I completely agree with Ribbon, I rarely eat takeaway /ready meals so it's the one time I can treat myself without giving a fiddlers feck. Plus when my colleagues force us all to bake for charity events, I will happily buy a gorgeous cake because knowing the amount of butter and sugar that is required in a relatively simple sponge cake stresses me out and I would rather not know tbh.
The majority of takeaway staples are bought in bulk bags of frozen and then fried/microwaved/shoved in a pan to order. Anybody could do that - if they have access to the supermarkets catering to that particular ethnicity and have the distinctive seasonings, etc, already in the house.
Cook book chefs are trying to flog an illusion that the purchaser is 'better' in a some way than the person who doesn't want to start deep frying chicken on a Friday night - or to entertain the person who sees a meal as a specific experience to shop for, prepare and cook, rather than a case of 'what's in the fridge? Hmm, that cauli looks a bit sad and there are a couple of potatoes going wrinkly. Potato and cauliflower curry it is, then'.
I am a good cook and can do the majority of takeaway meals easily - but there is no substitute for chip shop chips and just because I can cook these things doesn't mean that I have to do it all the fucking time. So DP gets sent out twice a month for takeaway.
You know what word I cannot bloody stand? ‘Fakeaway’
My favourite TV cooking series was Ching's Chinese Food in Minutes.
I always end up disappointed in take-aways, I feel guilty for spending so much and eating so many calories and fat.
I love some of the recipes from her book, once you have bought the basic spices in they last for ages and I'm happy the meals are tasty and healthier. I never deep fry so I do miss out on those things so ended up grabbing a sweet and sour pork recently.
I also love the book that teaches you how to make take-away Indian curries.
Having said that, nothing is going to get me to attempt my favourite Shish Shalshik kebab, it would cost a fortune to buy the lamb and I'd never be able to chargrill it like they do in the take away.
I love Ching too. But making Chinese food, or Indian food, or whatever, isn't a valid substitute for a takeaway. It's just making Chinese food or Indian food at home- which Chinese and Indian people do without pretending it's the same as a takeaway! I'm not knocking cooking these things yourself (I make a damn good curry as it happens) but the point of takeaways is NOT cooking.

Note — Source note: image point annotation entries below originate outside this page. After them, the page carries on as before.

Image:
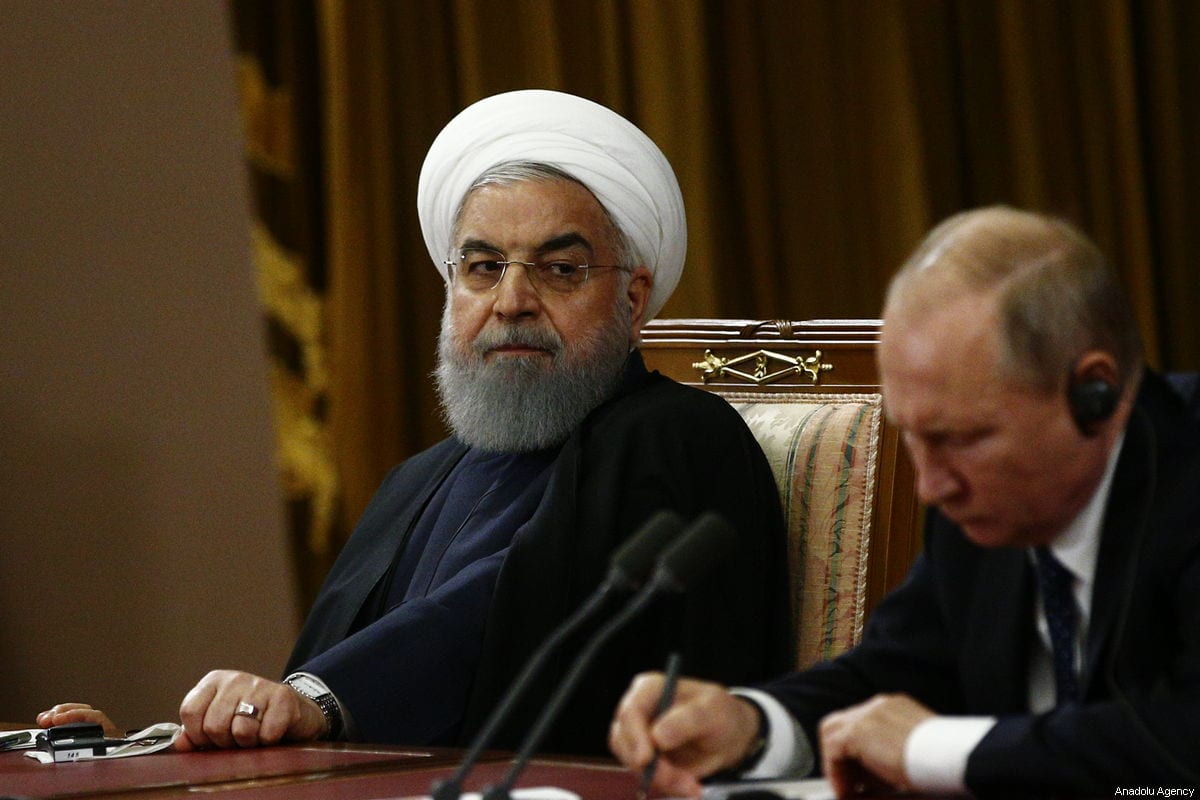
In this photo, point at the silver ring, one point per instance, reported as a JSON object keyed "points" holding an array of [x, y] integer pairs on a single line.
{"points": [[249, 710]]}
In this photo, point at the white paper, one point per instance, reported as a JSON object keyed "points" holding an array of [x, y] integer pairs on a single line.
{"points": [[145, 741]]}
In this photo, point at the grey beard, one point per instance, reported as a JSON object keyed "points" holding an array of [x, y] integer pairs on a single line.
{"points": [[522, 403]]}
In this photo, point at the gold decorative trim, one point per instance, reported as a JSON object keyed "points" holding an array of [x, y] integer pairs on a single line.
{"points": [[714, 366]]}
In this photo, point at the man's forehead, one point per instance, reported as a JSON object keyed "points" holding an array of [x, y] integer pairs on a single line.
{"points": [[541, 214]]}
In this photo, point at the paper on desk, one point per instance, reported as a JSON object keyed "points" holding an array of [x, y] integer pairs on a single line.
{"points": [[814, 788], [143, 743]]}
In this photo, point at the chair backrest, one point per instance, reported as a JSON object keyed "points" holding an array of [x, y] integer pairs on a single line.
{"points": [[810, 394]]}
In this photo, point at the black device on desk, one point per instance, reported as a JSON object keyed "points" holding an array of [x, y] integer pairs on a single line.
{"points": [[76, 740]]}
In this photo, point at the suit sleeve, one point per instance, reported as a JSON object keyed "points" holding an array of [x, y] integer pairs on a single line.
{"points": [[405, 675], [1146, 731]]}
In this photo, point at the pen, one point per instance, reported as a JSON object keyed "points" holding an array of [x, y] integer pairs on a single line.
{"points": [[669, 681]]}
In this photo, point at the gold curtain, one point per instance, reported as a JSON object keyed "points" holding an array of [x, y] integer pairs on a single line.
{"points": [[815, 140]]}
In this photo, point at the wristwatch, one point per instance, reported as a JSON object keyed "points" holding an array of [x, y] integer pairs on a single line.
{"points": [[324, 699]]}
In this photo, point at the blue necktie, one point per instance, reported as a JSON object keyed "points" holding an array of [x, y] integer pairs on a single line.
{"points": [[1062, 617]]}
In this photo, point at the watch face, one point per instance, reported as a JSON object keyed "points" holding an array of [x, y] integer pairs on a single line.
{"points": [[306, 686]]}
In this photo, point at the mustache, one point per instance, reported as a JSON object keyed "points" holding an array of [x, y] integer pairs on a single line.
{"points": [[510, 335]]}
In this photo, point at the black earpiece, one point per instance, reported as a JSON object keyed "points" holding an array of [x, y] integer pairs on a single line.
{"points": [[1091, 402]]}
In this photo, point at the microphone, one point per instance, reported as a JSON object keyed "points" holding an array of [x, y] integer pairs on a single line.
{"points": [[683, 564], [628, 570]]}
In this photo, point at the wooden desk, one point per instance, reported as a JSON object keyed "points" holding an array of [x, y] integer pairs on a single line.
{"points": [[313, 771]]}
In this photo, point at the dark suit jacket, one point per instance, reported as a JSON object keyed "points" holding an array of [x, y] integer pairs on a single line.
{"points": [[655, 445], [957, 635]]}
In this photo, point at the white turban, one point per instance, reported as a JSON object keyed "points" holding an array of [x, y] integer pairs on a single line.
{"points": [[591, 143]]}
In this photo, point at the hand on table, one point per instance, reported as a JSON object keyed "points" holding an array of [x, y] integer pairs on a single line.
{"points": [[210, 720], [863, 746], [705, 731]]}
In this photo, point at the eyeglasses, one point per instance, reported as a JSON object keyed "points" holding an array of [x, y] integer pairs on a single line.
{"points": [[481, 270]]}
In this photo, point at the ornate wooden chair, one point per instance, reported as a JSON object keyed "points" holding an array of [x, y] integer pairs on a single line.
{"points": [[810, 392]]}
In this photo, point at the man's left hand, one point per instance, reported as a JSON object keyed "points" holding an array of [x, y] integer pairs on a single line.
{"points": [[863, 746]]}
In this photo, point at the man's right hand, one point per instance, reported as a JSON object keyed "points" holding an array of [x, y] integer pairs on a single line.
{"points": [[209, 719], [705, 731]]}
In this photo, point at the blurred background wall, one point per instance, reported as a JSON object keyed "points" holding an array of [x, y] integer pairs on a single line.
{"points": [[141, 521], [815, 140]]}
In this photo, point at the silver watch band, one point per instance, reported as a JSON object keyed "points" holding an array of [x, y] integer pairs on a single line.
{"points": [[324, 701]]}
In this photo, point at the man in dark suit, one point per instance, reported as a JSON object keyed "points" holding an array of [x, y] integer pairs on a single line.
{"points": [[558, 228], [1048, 638]]}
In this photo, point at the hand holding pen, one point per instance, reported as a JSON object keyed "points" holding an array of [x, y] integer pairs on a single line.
{"points": [[665, 698]]}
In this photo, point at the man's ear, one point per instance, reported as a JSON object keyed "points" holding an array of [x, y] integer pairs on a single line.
{"points": [[641, 282]]}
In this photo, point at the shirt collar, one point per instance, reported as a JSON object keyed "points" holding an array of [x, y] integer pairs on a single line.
{"points": [[1079, 545]]}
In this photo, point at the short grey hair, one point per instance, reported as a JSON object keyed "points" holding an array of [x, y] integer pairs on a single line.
{"points": [[1056, 295], [515, 172]]}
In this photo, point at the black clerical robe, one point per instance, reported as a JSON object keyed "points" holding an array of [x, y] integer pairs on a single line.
{"points": [[654, 445]]}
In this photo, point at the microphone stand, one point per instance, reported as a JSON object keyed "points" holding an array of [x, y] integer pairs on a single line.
{"points": [[694, 553], [630, 565], [533, 740]]}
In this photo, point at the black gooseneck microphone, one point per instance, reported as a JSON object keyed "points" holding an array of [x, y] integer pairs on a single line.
{"points": [[699, 548], [629, 569]]}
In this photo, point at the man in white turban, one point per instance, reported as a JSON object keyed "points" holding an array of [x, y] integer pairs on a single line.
{"points": [[559, 229]]}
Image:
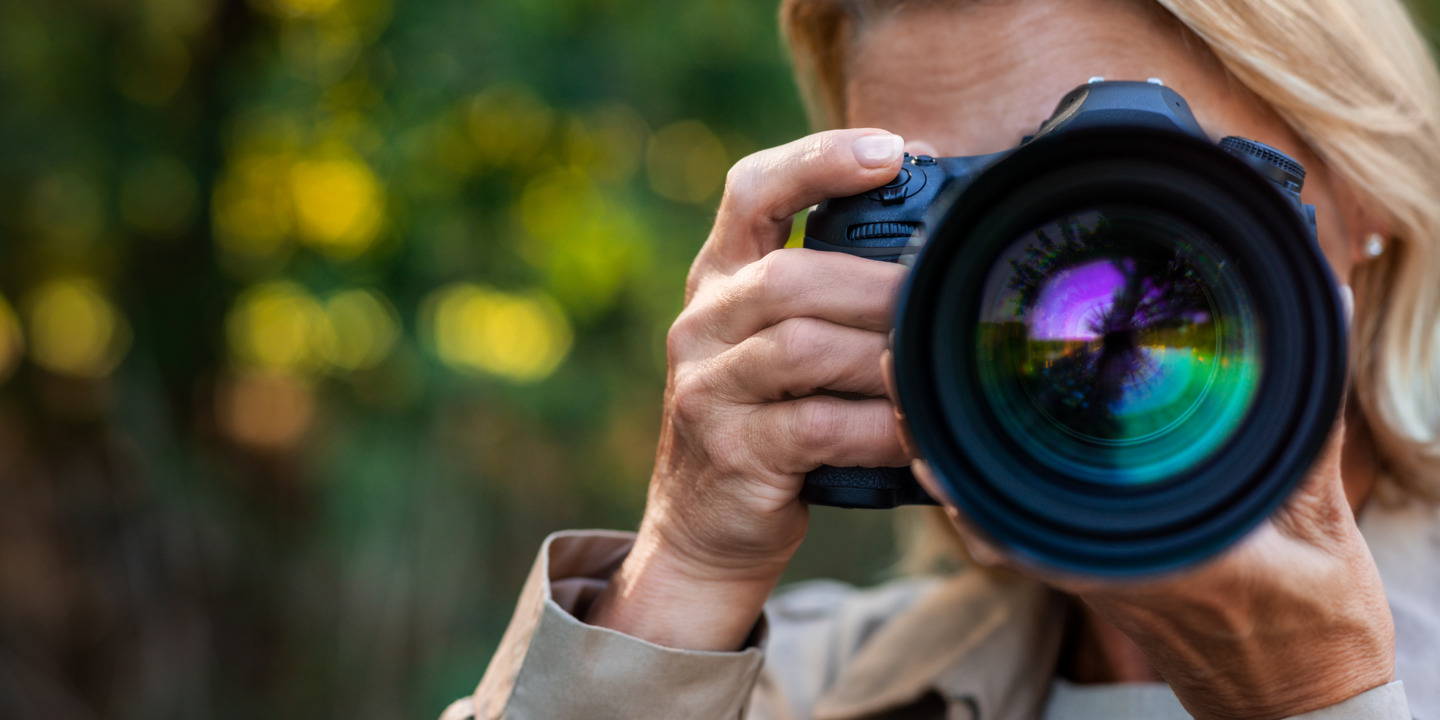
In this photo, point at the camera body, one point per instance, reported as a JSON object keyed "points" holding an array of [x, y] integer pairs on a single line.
{"points": [[889, 222], [1246, 277]]}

I've never seen a chef say "Here's how to make a roast! After you've done it my way, I guarantee you'll never go to a carvery again!" - I rather suspect because most of these people have restaurants and don't want to discourage eating out. But it's every bit as daft.
Why pick up a takeaway on your way home from a trip away and you know you've got nothing in the fridge when you could easily pop to the local butcher and grocers to select some locally sourced seasonal produce and then whip up a delicious, nutrious meal which happens to share the same name and general idea as the take away?
I can sort of see the point for the people who have never tried cooking and are living off takeaways because they don't believe they can do it but that's not why I do takeaways.
I have this idea that rather than taking people from one extreme to the other they ought to slowly work down a scale. Replace takeaways/meals out with ready meals. Replace ready meals with jar of sauce/spice blends/pre prepared stuff. Then replace that with from scratch. (and then own butchery/animal husbandry).
'Why pick up a takeaway on your way home from a trip away and you know you've got nothing in the fridge when you could easily pop to the local butcher and grocers to select some locally sourced seasonal produce and then whip up a delicious, nutrious meal which happens to share the same name and general idea as the take away?'
Is this a joke? I genuinely can't tell
We have some good restaurants that quietly sell dishes on their menu as a takeaway. I have bought those and enjoyed them. Having said that I would rather eat a nice lunch and then have a snack at suppertime. There are a lot of specials at lunch time in many eateries two courses for reasonable prices.